I'm reading Theorem 4.14 (p. 70) of Rotman's Intro to Algebraic Topology. He proves that if $X$ is a nonempty path connected space, then $H_0(X)\simeq\mathbb{Z}$, and if $x_0,x_1\in X$, then $cls(x_0)=cls(x_1)$ is a generator of $H_0(X)$. Here $cls(x)$ is the homology class of $x$ in $H_0(X)$.
He writes
If $cls(\gamma)$ is a generator of $H_0(X)$, where $\gamma=\sum m_ix_i$, then $\sum m_i=\pm 1$.
Why is this? I don't follow this step in his proof.

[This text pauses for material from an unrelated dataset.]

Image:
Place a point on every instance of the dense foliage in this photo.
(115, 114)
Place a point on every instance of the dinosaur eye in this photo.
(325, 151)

$\DeclareMathOperator{\cls}{cls}$Let $\epsilon : C_0(X) \to \mathbb{Z}$ be defined by $\epsilon(\sum m_i x_i) = \sum m_i$. This is clearly a homomorphism, and it vanishes on boundaries (easy check), so it yields $\epsilon : H_0(X) \to \mathbb{Z}$. Suppose that $\cls(\gamma)$ is a generator of $H_0(X)$ and let $n = \epsilon(\cls(\gamma))$. Let $x \in X$ be some point. Then since $\cls(\gamma)$ is a generator, there is some $k \in \mathbb{Z}$ such that $$\cls(x) = k \cls(\gamma) \Rightarrow \epsilon(\cls(x)) = k \epsilon(\cls(\gamma)) \Rightarrow 1 = kn$$ The only invertible elements of $\mathbb{Z}$ are $\pm 1$, therefore $n = \sum m_i = \pm 1$.